And the parser, where each grammar rule is a function:

parse(tokens, vars = {}) {
    let pos = 0;
    const peek = () => tokens[pos];
    const next = () => tokens[pos++];

    const expression = () => {
        let left = term();
        while (peek() && (peek().val === '+' || peek().val === '-')) {
            const op = next().val;
            const right = term();
            left = op === '+' ? left + right : left - right;
        }
        return left;
    };

    const term = () => {
        let left = power();
        while (peek() && (peek().val === '*' || peek().val === '/')) {
            const op = next().val;
            const right = power();
            left = op === '*' ? left * right : left / right;
        }
        return left;
    };

    const power = () => {
        let base = unary();
        if (peek() && peek().val === '^') {
            next();
            base = Math.pow(base, power());
        }
        return base;
    };

    const unary = () => {
        if (peek() && peek().val === '-') { next(); return -primary(); }
        if (peek() && peek().val === '+') { next(); return primary(); }
        return primary();
    };

    const primary = () => {
        const t = peek();
        if (!t) return 0;

        if (t.type === 'num') { next(); return t.val; }

        if (t.type === 'id') {
            next();
            if (MathEval.CONSTS[t.val] !== undefined) return MathEval.CONSTS[t.val];
            if (MathEval.FUNCS[t.val] && peek()?.val === '(') {
                next();
                const args = [expression()];
                while (peek()?.val === ',') { next(); args.push(expression()); }
                if (peek()?.val === ')') next();
                return MathEval.FUNCS[t.val](...args);
            }
            if (vars[t.val] !== undefined) return vars[t.val];
            return 0;
        }

        if (t.val === '(') {
            next();
            const v = expression();
            if (peek()?.val === ')') next();
            return v;
        }

        next();
        return 0;
    };

    return expression();
}
Enter fullscreen mode Exit fullscreen mode

The security guarantee here is total.
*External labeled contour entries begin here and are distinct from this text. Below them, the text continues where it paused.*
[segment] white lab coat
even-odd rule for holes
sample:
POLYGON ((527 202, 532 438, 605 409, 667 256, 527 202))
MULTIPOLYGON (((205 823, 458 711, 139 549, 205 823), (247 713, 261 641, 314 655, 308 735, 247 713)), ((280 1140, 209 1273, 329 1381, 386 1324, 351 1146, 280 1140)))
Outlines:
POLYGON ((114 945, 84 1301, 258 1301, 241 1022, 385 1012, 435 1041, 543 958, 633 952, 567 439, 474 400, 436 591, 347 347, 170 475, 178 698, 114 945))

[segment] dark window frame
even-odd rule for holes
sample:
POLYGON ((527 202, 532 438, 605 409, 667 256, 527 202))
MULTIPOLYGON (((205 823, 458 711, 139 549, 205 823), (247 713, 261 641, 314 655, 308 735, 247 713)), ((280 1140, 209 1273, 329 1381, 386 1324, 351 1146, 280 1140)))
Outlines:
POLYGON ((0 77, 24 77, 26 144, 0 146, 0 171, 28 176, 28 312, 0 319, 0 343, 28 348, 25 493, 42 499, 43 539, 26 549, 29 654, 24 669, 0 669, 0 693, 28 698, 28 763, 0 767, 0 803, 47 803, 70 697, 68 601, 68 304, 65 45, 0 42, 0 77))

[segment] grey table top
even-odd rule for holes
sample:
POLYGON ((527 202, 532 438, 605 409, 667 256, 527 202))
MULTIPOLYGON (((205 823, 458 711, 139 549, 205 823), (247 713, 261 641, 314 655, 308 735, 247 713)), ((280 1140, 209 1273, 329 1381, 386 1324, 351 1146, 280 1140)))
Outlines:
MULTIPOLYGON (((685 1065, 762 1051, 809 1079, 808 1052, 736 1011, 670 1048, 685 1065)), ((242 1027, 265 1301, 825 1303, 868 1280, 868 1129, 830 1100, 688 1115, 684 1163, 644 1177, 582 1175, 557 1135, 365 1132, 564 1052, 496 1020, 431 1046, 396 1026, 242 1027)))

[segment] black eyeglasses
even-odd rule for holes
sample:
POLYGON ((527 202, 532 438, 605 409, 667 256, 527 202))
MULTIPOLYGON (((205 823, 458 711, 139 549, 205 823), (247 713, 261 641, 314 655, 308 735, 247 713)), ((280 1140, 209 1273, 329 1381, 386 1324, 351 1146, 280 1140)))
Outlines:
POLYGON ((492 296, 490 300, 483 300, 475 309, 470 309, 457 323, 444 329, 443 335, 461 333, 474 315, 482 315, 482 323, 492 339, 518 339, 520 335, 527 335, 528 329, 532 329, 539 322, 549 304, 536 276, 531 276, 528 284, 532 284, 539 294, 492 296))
This code only ever calls functions from the FUNCS whitelist and reads values from the CONSTS and vars objects. There's no code path that executes arbitrary JavaScript.

Kiro helped me get the recursive structure scaffolded quickly. What I had to work through myself was the right-associativity for exponentiation, which is easy to get wrong. If you write power() as left-recursive like term(), you get left-associativity and 2^3^2 gives the wrong answer. I also had to sort out the ordering of checks in primary() because you need to check CONSTS before checking FUNCS since E as a constant and exp as a function share a namespace, and a bug here gives silent wrong answers with no error thrown.


Handling AI-Generated JSON That Isn't Quite Valid

Here's a real-world problem that doesn't appear in blog posts about AI systems often enough. The model's output is almost right, but not quite, in ways that vary by model version, temperature setting, and prompt phrasing.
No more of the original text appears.